Algunas obras se salen fuera de lo común y algunos autores, quizás sin quererlo, marcan un punto y aparte, un camino a seguir para su generación. Es el caso de este peculiar Deseo que venga el Diablo, que nos llega, con más de un siglo de retraso, de la mano de Seix Barral. Allá por 1902, esta especie de diario que recoge las andanzas de la jovencísima Mary MacLane —apenas contaba 19 años— conmocionó a sus coetáneos. Publicada con el nombre de La Historia de Mary Maclane —nótese la censura de la época— consiguiendo vender 100.000 copias en un solo mes. ¿Qué hizo que la historia de esta primeriza escritora fuese tan impactante?

Pues aunque me temo que parte del misterio seguirá irresoluto, principalmente su audacia y atrevimiento. Formalmente, Deseo que venga el diablo tiene una estructura de diario, la intimidad de apenas tres meses de la vida de MacLane, pero no son unas memorias privadas al uso, desarrolladas a posteriori de haber sido publicada y, en mayor o menor medida, conocida. Sino que la autora lo concibió con la idea expresa de ser aireado al mundo. MacLane, que no tiene reparos en describirse como un genio, de condición femenina y para quién el mundo no tenía parangón, anhelaba mostrar, describir su vida, su pueblo minero de Butte, Montana, y sus sentimientos al detalle. Un exhibicionismo más propio de la era de las redes sociales que de principios del siglo pasado. Ya veis, adictos al selfie y al Facebook. Encima de pesados no sois nada originales. MacLane era una bloguera empedernida y locuaz antes que vuestros tatarabuelos aprendieran a escribir.

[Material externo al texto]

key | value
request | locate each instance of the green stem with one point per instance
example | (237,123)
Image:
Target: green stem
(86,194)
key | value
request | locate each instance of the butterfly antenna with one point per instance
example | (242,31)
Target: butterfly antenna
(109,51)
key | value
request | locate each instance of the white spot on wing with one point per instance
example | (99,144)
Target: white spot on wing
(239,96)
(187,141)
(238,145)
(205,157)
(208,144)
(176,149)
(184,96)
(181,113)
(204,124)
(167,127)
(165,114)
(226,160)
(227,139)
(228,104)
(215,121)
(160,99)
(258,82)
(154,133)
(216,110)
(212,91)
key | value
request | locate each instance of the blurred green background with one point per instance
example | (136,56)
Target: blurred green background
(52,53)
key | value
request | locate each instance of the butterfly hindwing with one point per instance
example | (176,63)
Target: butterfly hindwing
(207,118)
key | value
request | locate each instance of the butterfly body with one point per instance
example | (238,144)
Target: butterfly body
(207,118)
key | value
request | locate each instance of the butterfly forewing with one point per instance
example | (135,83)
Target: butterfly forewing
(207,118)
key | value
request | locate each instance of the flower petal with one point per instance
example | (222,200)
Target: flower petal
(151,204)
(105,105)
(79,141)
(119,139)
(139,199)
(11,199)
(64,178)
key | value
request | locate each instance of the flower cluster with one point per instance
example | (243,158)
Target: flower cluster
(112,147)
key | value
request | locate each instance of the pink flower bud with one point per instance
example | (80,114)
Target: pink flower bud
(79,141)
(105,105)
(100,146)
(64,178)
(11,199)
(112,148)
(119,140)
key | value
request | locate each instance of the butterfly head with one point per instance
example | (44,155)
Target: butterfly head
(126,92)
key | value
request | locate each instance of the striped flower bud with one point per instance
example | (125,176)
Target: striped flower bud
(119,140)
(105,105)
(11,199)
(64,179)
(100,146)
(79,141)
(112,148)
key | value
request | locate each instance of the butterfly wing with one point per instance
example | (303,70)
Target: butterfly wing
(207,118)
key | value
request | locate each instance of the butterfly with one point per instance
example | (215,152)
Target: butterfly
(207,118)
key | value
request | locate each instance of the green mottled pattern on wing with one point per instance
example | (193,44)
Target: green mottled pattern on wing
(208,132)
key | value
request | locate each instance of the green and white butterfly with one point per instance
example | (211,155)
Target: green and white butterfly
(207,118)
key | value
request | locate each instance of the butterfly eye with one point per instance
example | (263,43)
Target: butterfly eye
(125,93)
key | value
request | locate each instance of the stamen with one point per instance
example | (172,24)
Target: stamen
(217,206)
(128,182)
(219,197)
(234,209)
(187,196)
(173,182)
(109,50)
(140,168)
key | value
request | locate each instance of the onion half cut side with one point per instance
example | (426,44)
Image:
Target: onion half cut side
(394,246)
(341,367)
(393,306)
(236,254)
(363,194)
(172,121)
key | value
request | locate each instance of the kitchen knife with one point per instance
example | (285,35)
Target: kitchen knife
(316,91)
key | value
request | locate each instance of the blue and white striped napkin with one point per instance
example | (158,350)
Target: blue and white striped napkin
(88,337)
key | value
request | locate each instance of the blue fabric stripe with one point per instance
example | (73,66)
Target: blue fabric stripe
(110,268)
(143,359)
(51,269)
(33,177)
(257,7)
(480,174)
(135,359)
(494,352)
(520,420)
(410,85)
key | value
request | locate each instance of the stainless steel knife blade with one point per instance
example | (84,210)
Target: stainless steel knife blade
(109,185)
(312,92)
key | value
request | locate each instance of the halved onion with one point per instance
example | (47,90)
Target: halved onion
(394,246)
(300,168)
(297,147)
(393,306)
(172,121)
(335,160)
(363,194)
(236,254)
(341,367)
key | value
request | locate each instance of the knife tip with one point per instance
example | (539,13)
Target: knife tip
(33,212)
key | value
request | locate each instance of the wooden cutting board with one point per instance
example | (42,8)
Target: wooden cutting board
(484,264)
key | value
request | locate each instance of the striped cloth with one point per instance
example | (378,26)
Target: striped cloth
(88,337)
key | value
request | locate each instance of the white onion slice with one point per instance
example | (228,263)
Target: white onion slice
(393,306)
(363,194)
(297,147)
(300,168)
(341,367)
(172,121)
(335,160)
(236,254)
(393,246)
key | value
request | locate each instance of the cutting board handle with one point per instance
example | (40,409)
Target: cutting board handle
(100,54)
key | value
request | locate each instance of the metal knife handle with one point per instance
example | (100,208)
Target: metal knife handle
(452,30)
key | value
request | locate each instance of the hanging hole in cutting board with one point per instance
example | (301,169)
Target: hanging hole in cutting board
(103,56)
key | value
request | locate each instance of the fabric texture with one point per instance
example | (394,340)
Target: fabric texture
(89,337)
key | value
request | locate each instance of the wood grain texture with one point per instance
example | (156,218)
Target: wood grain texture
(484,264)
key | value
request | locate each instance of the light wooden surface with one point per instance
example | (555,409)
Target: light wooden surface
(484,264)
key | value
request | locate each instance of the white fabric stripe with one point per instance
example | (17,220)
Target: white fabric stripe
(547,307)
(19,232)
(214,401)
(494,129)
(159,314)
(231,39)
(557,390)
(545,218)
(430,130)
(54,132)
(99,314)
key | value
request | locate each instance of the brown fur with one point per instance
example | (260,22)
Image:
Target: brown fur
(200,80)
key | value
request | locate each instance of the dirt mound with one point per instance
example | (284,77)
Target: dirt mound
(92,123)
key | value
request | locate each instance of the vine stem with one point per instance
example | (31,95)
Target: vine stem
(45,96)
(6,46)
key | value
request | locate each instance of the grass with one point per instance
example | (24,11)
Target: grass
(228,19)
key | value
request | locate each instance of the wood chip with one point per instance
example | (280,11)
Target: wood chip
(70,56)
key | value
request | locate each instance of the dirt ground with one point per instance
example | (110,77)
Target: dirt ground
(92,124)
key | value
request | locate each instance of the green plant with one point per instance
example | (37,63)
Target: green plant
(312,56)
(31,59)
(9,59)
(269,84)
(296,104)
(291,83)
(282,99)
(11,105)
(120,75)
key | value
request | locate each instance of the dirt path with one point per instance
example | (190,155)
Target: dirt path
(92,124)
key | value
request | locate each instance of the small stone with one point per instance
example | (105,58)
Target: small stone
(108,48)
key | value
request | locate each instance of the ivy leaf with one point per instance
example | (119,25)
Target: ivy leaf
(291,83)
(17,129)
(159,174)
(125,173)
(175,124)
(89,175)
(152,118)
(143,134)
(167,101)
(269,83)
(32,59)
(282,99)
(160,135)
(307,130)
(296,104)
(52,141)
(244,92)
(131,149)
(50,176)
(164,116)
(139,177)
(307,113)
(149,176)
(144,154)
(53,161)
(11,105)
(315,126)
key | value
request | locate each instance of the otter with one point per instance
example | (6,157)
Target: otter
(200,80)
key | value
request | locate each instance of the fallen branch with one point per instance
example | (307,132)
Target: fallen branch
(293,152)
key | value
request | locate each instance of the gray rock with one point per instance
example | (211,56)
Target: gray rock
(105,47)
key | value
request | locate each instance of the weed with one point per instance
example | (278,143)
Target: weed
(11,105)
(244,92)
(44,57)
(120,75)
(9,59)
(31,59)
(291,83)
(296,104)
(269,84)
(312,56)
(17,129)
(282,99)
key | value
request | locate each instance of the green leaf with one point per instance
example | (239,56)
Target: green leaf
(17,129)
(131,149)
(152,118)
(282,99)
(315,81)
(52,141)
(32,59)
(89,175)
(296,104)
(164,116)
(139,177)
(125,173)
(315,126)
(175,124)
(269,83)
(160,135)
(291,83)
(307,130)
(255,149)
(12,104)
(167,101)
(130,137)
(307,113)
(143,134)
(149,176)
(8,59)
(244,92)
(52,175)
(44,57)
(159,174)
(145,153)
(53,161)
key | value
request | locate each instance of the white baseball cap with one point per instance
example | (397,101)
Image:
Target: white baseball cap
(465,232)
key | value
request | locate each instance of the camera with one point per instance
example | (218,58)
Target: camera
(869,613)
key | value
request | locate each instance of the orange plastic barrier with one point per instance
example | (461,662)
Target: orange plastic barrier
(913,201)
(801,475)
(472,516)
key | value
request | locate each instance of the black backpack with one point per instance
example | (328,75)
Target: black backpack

Así, entre sus páginas descubriremos a una mujer independiente, liberal, bisexual y feminista, que ansiaba, por encima de todo, ser escritora y obtener reconocimiento por su brillantez literaria. Aunque algo reiterativa y con un tono en ocasiones excesivamente poético, el libro convence por su explosiva fuerza narrativa, sin duda el aspecto más sorprendente de la obra, y que radica en su odio e insolencia, que hicieron sonrojar a la pequeña comunidad donde residía y a todos aquellos que la leyeron en la época. La joven autora no tuvo miramiento alguno en gritar a pleno pulmón que ella no había nacido para ser del montón, que se negaba a tener una vida regida por los dictámenes sociales y que deseaba con toda sus fuerzas que el “Diablo” —todas las mayúsculas son suyas— le trajese la “Felicidad” y la rescatase de su insulsa comunidad. Tremenda desfachatez e irreverencia para la época en que fue escrito, claro.

Aunque claro, en la vida todo tiene dos caras, y esta misma mujer libre de ataduras, desinhibida y tenaz, viene también acompañada de un relato marcado por la amargura, el desasosiego y la frustración. Frustración por verse atada a la vida de una comunidad que no suponía ningún aliciente para ella, una familia que no la comprendía, y una existencia que no parecía depararle mucho más que, en sus propias palabras, la “Vaciedad”, el transcurso ramplón de los días, la monotonía, la “Nada”, en contraposición al Diablo, la Felicidad, su vía de escape, tan deseable y poco alcanzable a la vez. Sueños contrapuestos a una rutina aplastante y alienante. ¿No suena familiar?

Pero es en el epílogo donde nos encontramos la estocada final, un demoledor mazazo en forma de reflexión desolada de la propia autora nueve años después, a los 28 años. MacLane consiguió publicar su “Retrato”, alcanzó la fama y el éxito económico como ambicionaba e hizo saber al mundo que ella era una genuina escritora. Pero ni la celebridad, ni el dinero, ni el reconocimiento le trajeron la Felicidad, siendo casi incapaz ya de reconocer a la Mary MacLane adolescente de las páginas anteriores ahora que ha visto mundo y, se ha decepcionado con él. Con todo —ya en las últimas páginas— vemos una voluntad indómita, ya que promete continuar escribiendo con su insolencia por bandera, cosa que haría —publicó tres libros y llevó una columna de opinión en el New York Tribune— hasta su muerte en extrañas circunstancias a los 48 años en un hotel de Chicago.

En definitiva, Mary MacLane fue una singular pionera en su época. Alguien que se propuso labrar su propio camino, hacer lo que le apeteciese y cambiar mentalidades. Una activista de la escritura femenina que, cien años después sigue teniendo vigencia.